每到一地观选,除了安排的行程外,我都是自由行的方式。尽量和当地人一样。我想这大概也是我们中国研究院很接地气的地方。到台湾也是如此。

这次在海关,查验得特别细致,不仅要求提供返程机票,也要一一提供酒店订单。而过去只不过看看入台证而已。但在我之前入境的非大陆人士并没有这样的“待遇”。我的理解是,这次选举太过紧张,台湾方面担心出事。而两岸关系又不好,所以对于在个时间点来的大陆人,自然格外关照。

出来打上车走了不到十分钟,司机突然接到一个电话,听着似乎和我有关。一问之下才知道是机场出租车点在查问我去哪里。我们都很奇怪,因为我打车前已经向引领的人报过地址。

司机更不解的是按照规定,他在开车时不能接电话,出租车管理部门当然也知道,但为什么还要这个时候打电话来?这样的事情我也是第一次遇到。唯一的解释只能是有关部门对我太不放心了。真是,两岸关系不好,缺乏互信,增加了多少管理成本啊。

和司机自然聊到大选和两岸关系。很有意思的是,他在台北,却首先问我对韩国瑜怎么看。我一到台湾居然就以这种方式体验到了“韩流”。足见韩国瑜在这次选举的巨大影响。

聊到最后还是我问起台北的选情。他认为柯文哲还是会赢。一个是他干得还不错,也接地气。虽然政绩没有多明显,但至少大家不讨厌他。当然四年前的狂热已经没有了。后来的结果也印证了这位司机的看法。

柯文哲

最令我惊讶的是这位挺关心政治的司机居然不知道大陆今年三月两会政治层面的重大变化。这还是在台北。这至少说明两点:一是台湾还是封闭,对这个世界并不关心。这似乎已经是西式民主社会的通病。百姓只关心身边和眼前的事,媒体就迎合他们。结果恶性循环,互相封闭。

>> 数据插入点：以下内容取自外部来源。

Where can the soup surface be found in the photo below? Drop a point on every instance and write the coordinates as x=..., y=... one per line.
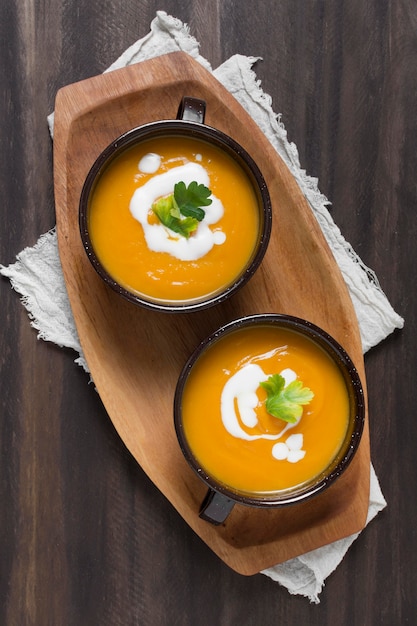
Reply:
x=141, y=253
x=226, y=423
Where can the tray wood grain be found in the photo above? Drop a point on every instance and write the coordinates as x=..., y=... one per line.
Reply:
x=135, y=355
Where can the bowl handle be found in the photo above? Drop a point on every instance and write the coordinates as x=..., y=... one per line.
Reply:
x=215, y=507
x=192, y=110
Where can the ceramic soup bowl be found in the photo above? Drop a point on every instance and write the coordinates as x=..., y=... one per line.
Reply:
x=268, y=411
x=175, y=215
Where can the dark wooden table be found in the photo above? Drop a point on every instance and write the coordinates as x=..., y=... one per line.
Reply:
x=85, y=537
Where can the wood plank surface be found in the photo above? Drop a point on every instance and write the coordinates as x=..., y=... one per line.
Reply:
x=135, y=355
x=85, y=536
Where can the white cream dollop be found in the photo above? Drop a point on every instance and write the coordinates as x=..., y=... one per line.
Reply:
x=161, y=239
x=240, y=391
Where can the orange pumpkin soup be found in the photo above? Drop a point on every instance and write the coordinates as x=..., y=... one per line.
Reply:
x=226, y=424
x=124, y=230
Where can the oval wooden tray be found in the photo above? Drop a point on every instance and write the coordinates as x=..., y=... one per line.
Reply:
x=135, y=355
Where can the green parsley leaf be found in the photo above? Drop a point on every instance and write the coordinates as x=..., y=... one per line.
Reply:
x=286, y=402
x=181, y=211
x=190, y=199
x=169, y=216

二是两岸交流在民进党期间确实倒退很多。假如交流还能在以前国民党的水平上,他们即使不关注,仅和大陆自由行游客的交流就会知道大陆的各种重要信息了。

来到酒店办手续时,听到两个员工在聊选举。说不管是蓝是绿,只要给老百姓做事就行。这说明在今天的台湾,衡量政治人物的标准已经不再是意识形态,不再是政党色彩,而是经济。它可以解释何以韩国瑜能够在深绿的高雄翻转。后来的投票结果显示,韩国瑜在所有的选区都获胜,包括最支持民进党的地方,完全打破传统蓝绿先区的划分。

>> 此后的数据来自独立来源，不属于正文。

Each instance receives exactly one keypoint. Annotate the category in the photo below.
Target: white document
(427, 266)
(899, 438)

第二天就开始自由行。我选择的第一站是去看民进党姚文智的服务中心。他这一次不设竞选总部——大概是效仿韩国瑜,而是设了一些服务中心。在路上我发现不少台北市议员的选举广告都有一个不同以往的特色:全都隐去政党。只有候选人名字和主要立场。

过去往往会突出政党,更以和政党主要人物合影做为主打。但这一次选风全变。后来我信步走到建功里里长谢文详先生的选举办公室,也问了工作人员这个问题。她回答说其实谢先生是国民党的,但现在大家都厌恶政党恶斗,都是选人不选党,所以才这样。

支持姚文智的民众

这既是民众的觉醒,从狂热的政治回到民生,也是台湾民主的危机。西方这样的制度是建立在政党政治基础之上的。现在选民普遍对政党不信任,导致最大的政党是无党。候选人个人的作用日益超过政党。这一次国民党大胜,但却和党中央没有多少关系,都是候选人自己优秀,再加上大环境有利。

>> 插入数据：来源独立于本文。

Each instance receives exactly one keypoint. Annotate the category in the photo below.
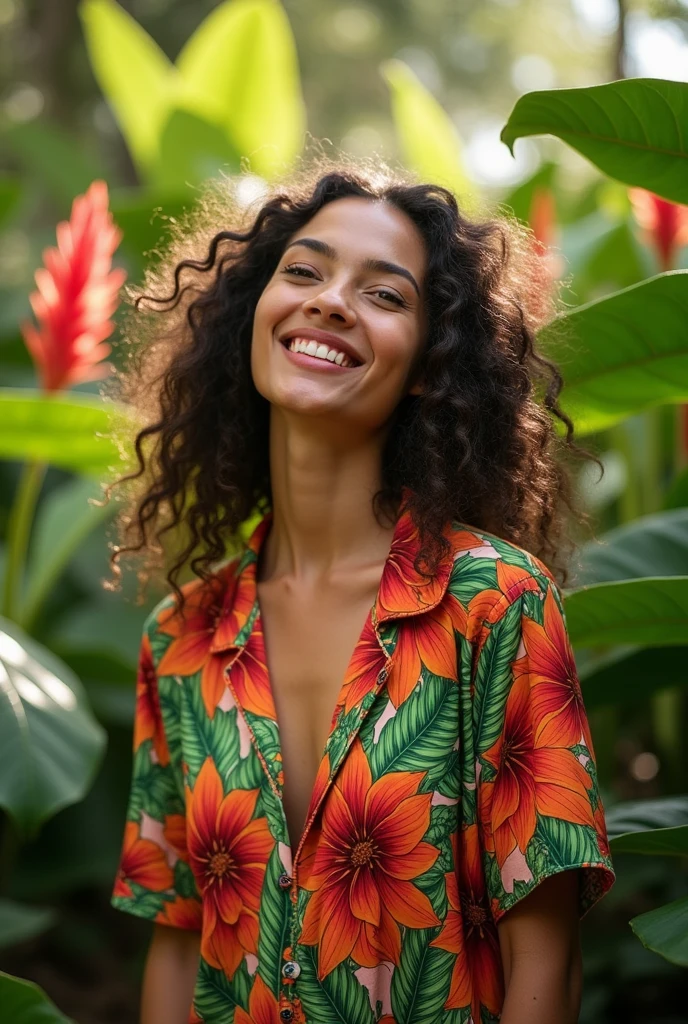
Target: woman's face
(340, 325)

下一步的发展应该是政党日益式微,候选人的作用和影响日益超过党机器。这一次台湾选举政党色彩淡漠的韩国瑜、新北市候选人侯友益就是如此。选后的民调也显示,国民党虽然大胜,但党主席吴敦义仅有1%的支持率去参选2020。韩国瑜则以超过30%的支持率高居第一。台湾的民主究竟如何演变,会产生什么后果,还是非常值得观察。

来到姚文智服务中心,竟然是:关门,关门。此时已经上午十点!估计也就不开门了。看来姚文智根本就没有戏,所以辅选人员也没有热情,竟连最其码的门面也不要了。

自己一路走一路观察台北的变化,发现一个有趣的现象:许多实体店变成了无人操作的娃娃店。就是一投币,就可以抓礼品的店。后来和台湾的朋友交流,才知道由于经济不景气,钱不好挣,台北成本又高,无法支撑下去,就只好改成这样,而且有越来越多的趋势。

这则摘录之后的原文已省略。